The U.S.-U.K. Extradition Treaty requires “double-criminality”–the offense must be punishable in both States. Not surprisingly, the United Kingdom imposes criminal penalties for disclosing state secrets. Article 5 of the Official Secrets Act of 1989 provides a “person into whose possession the information, document or article has come is guilty of an offence if he discloses it without lawful authority knowing, or having reasonable cause to believe, that it is protected against disclosure by the foregoing provisions of this Act and that it has come into his possession” as a result of disclosure “by a Crown servant or government contractor without lawful authority.”

Article 4 of the treaty does, however, provide that “extradition shall not be granted if the offense for which extradition is requested is a political offense.” According to Black’s Dictionary, political offenses are “crimes directed against the security or government of a nation, such as treason, sedition, espionage, murder during a revolution, etc.” Thus, it may be difficult to extradite Assange for espionage, but easier to extradite him for various computer crimes, such as disclosing trade secrets, engaging in economic espionage, or criminal copyright infringement.
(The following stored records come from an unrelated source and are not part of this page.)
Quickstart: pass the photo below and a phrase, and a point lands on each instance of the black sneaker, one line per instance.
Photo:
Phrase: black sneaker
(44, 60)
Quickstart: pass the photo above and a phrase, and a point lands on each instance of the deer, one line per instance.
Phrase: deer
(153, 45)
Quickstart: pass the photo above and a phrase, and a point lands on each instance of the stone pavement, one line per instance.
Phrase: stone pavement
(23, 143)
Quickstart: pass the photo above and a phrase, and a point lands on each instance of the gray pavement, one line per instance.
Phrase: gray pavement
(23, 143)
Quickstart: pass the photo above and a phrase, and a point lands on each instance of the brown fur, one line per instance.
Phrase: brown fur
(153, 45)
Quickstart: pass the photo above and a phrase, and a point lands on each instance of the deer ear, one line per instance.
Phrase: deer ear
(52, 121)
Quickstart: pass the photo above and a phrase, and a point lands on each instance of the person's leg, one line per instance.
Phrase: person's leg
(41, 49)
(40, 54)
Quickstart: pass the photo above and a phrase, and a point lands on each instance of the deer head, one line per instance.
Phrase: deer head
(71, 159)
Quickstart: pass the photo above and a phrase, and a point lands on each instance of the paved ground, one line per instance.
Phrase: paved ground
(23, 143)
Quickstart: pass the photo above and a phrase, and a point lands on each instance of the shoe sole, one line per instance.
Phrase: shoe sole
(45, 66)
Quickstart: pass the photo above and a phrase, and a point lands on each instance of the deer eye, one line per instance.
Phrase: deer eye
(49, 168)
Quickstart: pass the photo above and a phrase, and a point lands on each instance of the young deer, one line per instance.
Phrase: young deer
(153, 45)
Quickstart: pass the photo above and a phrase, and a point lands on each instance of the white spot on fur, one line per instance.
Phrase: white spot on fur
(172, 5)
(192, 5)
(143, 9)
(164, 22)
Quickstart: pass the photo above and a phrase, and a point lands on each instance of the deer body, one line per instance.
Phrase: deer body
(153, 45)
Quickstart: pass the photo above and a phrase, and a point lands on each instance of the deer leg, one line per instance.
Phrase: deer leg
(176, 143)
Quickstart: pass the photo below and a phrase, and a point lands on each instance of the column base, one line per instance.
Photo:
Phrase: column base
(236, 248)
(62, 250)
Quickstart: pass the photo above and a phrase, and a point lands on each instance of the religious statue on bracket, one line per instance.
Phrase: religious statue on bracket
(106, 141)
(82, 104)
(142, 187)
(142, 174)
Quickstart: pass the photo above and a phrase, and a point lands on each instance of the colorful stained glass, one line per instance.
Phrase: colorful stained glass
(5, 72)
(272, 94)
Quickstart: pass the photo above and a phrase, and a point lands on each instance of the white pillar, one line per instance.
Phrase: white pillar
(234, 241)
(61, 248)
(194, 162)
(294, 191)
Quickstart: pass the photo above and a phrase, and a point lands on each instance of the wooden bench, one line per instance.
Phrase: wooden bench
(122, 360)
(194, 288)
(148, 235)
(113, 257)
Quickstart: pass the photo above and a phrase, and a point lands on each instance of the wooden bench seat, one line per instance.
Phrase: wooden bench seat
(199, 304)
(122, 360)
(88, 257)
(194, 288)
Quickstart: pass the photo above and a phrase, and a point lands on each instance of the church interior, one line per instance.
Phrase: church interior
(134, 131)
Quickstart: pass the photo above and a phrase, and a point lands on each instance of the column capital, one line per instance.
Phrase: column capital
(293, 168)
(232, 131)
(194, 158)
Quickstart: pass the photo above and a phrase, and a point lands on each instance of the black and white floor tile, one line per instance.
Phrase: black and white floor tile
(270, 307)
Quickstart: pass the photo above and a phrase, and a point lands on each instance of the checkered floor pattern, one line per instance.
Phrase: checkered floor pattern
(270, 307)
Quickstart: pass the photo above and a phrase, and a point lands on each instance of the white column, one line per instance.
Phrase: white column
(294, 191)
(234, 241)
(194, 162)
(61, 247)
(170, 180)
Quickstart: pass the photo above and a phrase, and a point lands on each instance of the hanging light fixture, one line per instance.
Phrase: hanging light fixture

If and when Assange unlawfully discloses confidential documents of major banking institutions, this will be an additional grounds for extradition and criminal prosecution.

An additional problem is that Assange is wanted by more than one State. Sweden issued an international arrest warrant on November 20 as a result of allegations that Assange committed sex crimes. Article 15 of the U.S.-U.K. Extradition Treaty requires that the British government weigh numerous factors in deciding where to extradite, including the gravity of the offenses and the chronological order in which the requests were received. Thus, it is quite possible that Assange would be extradited to Sweden before he would be sent to the United States.